The wedge I am attempting to use at the moment is the reality that you exist both as individuals and as part of a larger being. This dual citizenship sets up conflicts; it leaves you sometimes unsure what to do; it leaves you sometimes unsure of what you are, let alone what you should be. And it is all these conflicts that are slurred over when you look at life and immortality as if you were only one thing.

But so far this is only talking about it. It won’t become real until you feel it. Let’s go back to discussing dreaming the world.

Most of what we have to say would not make sense if you believed the world to be as solid as it appears. Much easier if you see that in a very real sense it is projected (in more than one sense of that word) like a motion picture upon a screen, or, indeed, like a virtual-reality game. If you cannot come to some sense like that, you will not be able to feel your way toward the relationship of inner and outer world within the context of an individual, let alone the individual and the larger-being perspectives.

But “projected” does not mean “unreal,” or even “illusory.” “Projected” expresses the ephemeral spirit of the world, but equally there is the seeming solidity that you deal with every day. Nobody inside a video game or a movie or a virtual-reality simulation experiences the given boundaries as anything less than solid. That is the nature of them; how could they be defined and anti-defined at the same time? (There is a side-issue involving the permeability of such reality to being seen through, even fallen through – but surely you can see that this may also be part of the design.)

Within this context, remember the relationship (from an individual’s point of view) between internal and external, between objective and subjective. That’s the next step.

And that’s where old stout Cortez here got his glimpse, yesterday.

Yes. The world is dreamed into being, and dreamed into changing, continuously, but not by any one individual! Individuals recreate their world by dreaming it, and some acquire remarkable ability to influence it – but however skillful the shaman, nobody recreates the whole world. Nobody defines out of existence whole aspects of reality.

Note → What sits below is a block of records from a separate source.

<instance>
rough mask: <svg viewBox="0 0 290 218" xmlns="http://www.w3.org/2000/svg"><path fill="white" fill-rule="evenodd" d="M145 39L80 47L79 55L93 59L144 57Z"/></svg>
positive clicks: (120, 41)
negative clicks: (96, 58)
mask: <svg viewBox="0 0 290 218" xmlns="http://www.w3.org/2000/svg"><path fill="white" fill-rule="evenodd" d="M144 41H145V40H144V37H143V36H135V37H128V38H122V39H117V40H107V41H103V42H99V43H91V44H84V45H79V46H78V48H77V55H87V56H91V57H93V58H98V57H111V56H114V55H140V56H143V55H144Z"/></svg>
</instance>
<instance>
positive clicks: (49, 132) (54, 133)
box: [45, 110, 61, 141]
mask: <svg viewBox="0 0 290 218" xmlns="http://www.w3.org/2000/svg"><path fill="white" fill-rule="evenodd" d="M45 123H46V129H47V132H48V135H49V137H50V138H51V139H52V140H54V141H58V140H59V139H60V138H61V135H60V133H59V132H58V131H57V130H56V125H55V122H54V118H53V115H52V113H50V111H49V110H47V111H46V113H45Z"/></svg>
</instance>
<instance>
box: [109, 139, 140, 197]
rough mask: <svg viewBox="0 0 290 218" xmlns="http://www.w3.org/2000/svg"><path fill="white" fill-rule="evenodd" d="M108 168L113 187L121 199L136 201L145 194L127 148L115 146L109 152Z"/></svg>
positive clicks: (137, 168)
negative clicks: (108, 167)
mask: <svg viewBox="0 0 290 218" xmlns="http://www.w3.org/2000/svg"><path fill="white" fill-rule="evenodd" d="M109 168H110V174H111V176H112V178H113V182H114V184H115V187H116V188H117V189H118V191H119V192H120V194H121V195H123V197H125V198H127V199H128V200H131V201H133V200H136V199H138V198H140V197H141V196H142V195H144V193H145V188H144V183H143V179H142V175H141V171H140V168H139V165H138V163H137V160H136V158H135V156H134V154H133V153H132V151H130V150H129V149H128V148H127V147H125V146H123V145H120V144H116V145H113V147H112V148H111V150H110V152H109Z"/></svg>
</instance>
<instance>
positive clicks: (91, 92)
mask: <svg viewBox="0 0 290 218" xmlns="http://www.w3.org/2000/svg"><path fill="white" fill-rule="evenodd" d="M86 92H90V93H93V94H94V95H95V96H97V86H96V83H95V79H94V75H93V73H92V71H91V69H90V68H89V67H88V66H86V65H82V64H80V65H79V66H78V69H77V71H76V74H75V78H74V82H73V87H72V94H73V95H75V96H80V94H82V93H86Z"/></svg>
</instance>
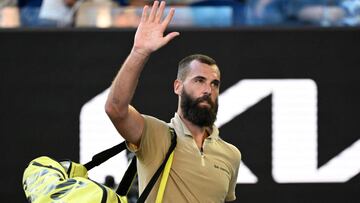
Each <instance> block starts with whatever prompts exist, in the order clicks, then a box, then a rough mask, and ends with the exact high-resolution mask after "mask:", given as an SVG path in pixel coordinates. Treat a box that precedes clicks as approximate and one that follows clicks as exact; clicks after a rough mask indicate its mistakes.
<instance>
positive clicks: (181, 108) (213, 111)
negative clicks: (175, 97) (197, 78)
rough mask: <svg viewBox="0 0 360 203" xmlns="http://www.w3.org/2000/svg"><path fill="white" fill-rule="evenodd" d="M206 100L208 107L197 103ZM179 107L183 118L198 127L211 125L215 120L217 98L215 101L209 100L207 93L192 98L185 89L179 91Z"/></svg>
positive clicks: (214, 121) (209, 99)
mask: <svg viewBox="0 0 360 203" xmlns="http://www.w3.org/2000/svg"><path fill="white" fill-rule="evenodd" d="M203 101H206V102H208V104H209V105H210V108H208V107H200V106H199V103H201V102H203ZM181 109H182V113H183V116H184V118H185V119H187V120H188V121H190V122H191V123H193V124H195V125H197V126H199V127H212V125H213V124H214V122H215V120H216V115H217V110H218V100H217V99H216V101H215V103H214V102H212V101H211V98H210V96H209V95H204V96H203V97H200V98H197V99H193V98H192V97H191V96H190V95H189V94H188V93H186V91H185V89H183V91H182V93H181Z"/></svg>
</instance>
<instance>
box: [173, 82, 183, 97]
mask: <svg viewBox="0 0 360 203" xmlns="http://www.w3.org/2000/svg"><path fill="white" fill-rule="evenodd" d="M182 88H183V85H182V81H181V80H178V79H176V80H175V81H174V92H175V94H177V95H180V94H181V92H182Z"/></svg>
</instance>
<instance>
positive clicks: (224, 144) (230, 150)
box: [218, 138, 241, 165]
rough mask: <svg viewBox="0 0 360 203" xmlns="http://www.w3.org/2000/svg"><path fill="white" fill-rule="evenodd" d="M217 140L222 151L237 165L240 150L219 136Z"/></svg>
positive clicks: (233, 162)
mask: <svg viewBox="0 0 360 203" xmlns="http://www.w3.org/2000/svg"><path fill="white" fill-rule="evenodd" d="M218 142H219V143H220V144H221V145H222V148H223V150H224V153H226V155H227V156H228V157H229V158H230V159H231V160H232V164H233V165H239V164H240V160H241V152H240V150H239V149H238V148H237V147H236V146H234V145H233V144H230V143H228V142H226V141H225V140H223V139H221V138H219V141H218Z"/></svg>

But you would have to ask yourselves – I know you have asked yourself, Frank – why should this be? And I am trying to answer by reminding you that you include contradictory elements, not here referring to your strands but to the fact that you are at the same time a conscious functioning unit on one level and a subsidiary, somewhat participatory, less efficacious part of something larger that functions at another level and has elements and purposes and constraints and possibilities as alien and beyond comprehension to you as you, as a body, are to your liver or lungs. Not understanding, not participating consciously in the way you do as 3D beings, you still exist within that larger being’s world.

So sometimes we are like pinballs, bounced around by agents we cannot deflect, for purposes we cannot fathom.

Your analogy, not mine, but it will serve at least to the extent of expressing how it sometimes may feel to you.

Hold that thought – the world is dreamed into being, but not by any one individual – nor by the way, by any collection of individuals at your level. You can change your world by changing yourself, and by intending clearly – but you cannot make everything right even if you cure all your neuroses and overcome all your past traumas. We can resume there, perhaps.